Saturday, 17 November 2012
Pregnancy and progress
I can still remember where I was when I found out I was pregnant. It was in the bathroom of the office where I worked and I can still feel my cheeks burning with shame at the recollection of the 'walk of shame' to my manager's office. It was the year 2000. Yes indeed, Robbie William's 'Millenium'.
"Um, I need some time off".
"OK, going anywhere nice"?
"Not really, the maternity hospital".
I can still see his face now, it was a curious hybrid of a fatherly like concern combined with an embarrassed half smile.
I don't regret becoming a mother. Quite the opposite, there are very stressful times when the only thing which keeps me going is that cheeky wee face around my door. Why else would I have just agreed to another three days in Blackpool Tower with two thousand, (count them) TWO THOUSAND little princesses running riot in sequins ? If I have any regrets, it's the manner is which my little darling was conceived. She wasn't planned, hell no. I went with the old Irish Catholic method of "Och, it'll be all right". Quelle surprise, it wasn't. Wasn't it Billy Connolly who nodded in the direction of the Catholic Church and the rhythm method for his very existence ?

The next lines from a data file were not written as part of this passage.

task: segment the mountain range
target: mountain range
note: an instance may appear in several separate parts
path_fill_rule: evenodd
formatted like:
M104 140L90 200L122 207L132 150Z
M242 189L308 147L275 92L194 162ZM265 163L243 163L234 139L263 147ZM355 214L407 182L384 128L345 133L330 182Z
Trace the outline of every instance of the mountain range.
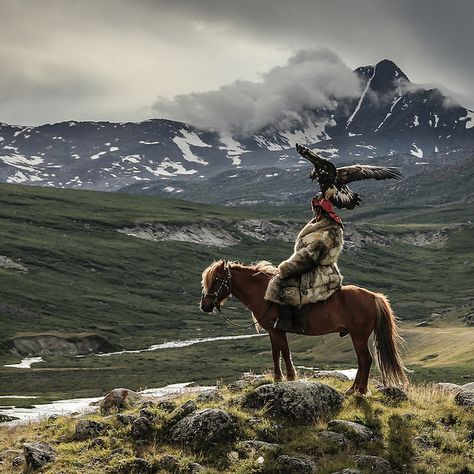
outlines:
M331 109L308 109L287 130L269 125L251 136L202 130L165 119L144 122L68 121L41 126L0 124L0 182L132 192L184 192L219 174L308 167L295 144L335 163L384 157L409 174L453 153L471 156L474 112L439 89L411 83L392 61L355 70L360 97ZM382 160L383 161L383 160ZM260 171L259 171L260 170ZM306 175L305 175L306 176ZM305 178L306 179L306 178ZM191 196L190 198L193 198Z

Post conception, I struggled with the shame thing for a while. I COULDN'T be pregnant, because I come from a very large, very Catholic family. What to do ? Common sense prevailed when I realised at 27, I had a full time job, with maternity leave. Not quite the end of the world then. Still, telling those closest to me was hard, although once La Princess arrived, the whole schema became pink and fluffy.

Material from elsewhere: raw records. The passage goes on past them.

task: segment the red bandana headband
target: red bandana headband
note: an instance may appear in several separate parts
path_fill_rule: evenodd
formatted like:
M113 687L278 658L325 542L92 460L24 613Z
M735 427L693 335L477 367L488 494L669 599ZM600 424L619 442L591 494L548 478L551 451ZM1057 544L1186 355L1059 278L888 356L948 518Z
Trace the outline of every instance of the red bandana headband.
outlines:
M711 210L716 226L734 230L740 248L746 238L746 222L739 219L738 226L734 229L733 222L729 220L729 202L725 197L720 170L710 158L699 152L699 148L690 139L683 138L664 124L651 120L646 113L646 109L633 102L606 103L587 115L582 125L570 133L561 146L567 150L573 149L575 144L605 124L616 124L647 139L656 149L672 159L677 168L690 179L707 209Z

See, I come from a country where until recently, it was deemed acceptable to condemn women to a life of abject torture in The Magdalene Laundries, because they were unmarried and pregnant. Indeed, in some cases they weren't even pregnant, just "queer". I come from a country where in 1984, Ann Lovett lay down beneath a statue of Our Lady. She died from irreversible shock caused by haemorrhage and exposure during childbirth and her new born son died also.
I come from a country where for years, the Catholic Church became a convenient hiding place for paedophiles and homosexuals because you see at that time, they were one and the same. I come from a country where every time one of those sons of God attacked a child, they were simply moved to another parish and a huge cover up ensued. All of those cover ups are only beginning to come to the surface now, as are the cover ups around the Magdalene Laundries.
As a society though, we have moved on, right ? Well no, not really. Today I have taken time out to read the horror story of a young woman who was effectively sentenced to death by Irish Catholicism. Strong words ? Maybe, but the truth is she was bearing a child who stood no chance at a sustainable life and because of the archaic laws surrounding the rights of an unborn child, she was allowed to die. I'll just say that again. SHE WAS ALLOWED TO DIE. There was no medical intervention to remove the foetus and ultimately, although the child was destined to die, the mother lost her life also.
There's something seriously skewed with that thinking. Let me make this plain, as a feminist I am not pro-abortion, not at all. But that's MY choice. I don't deem it my right to dictate to any body else what they should and shouldn't do with their own bodies. Never will I support the Jeremy Kyle generation who pop down the clinic to have termination number three because they can't be bothered to use contraception or because they simply decide at twenty weeks that they've changed their mind. Not on.
The women who choose to have a very early abortion deserve a mention too, I don't believe they ought to be burnt at the stake either. A bitch will fight to the death for her pups yes, but sometimes she will eat them. It's called survival.
The afore mentioned situations are different, this is a woman's life we're talking about. A happily married woman who could have continued to have had any number of successful pregnancies.
Is it any wonder that a sizeable proportion of my Irish friends have converted from Roman Catholicism to Christianity ? Not really.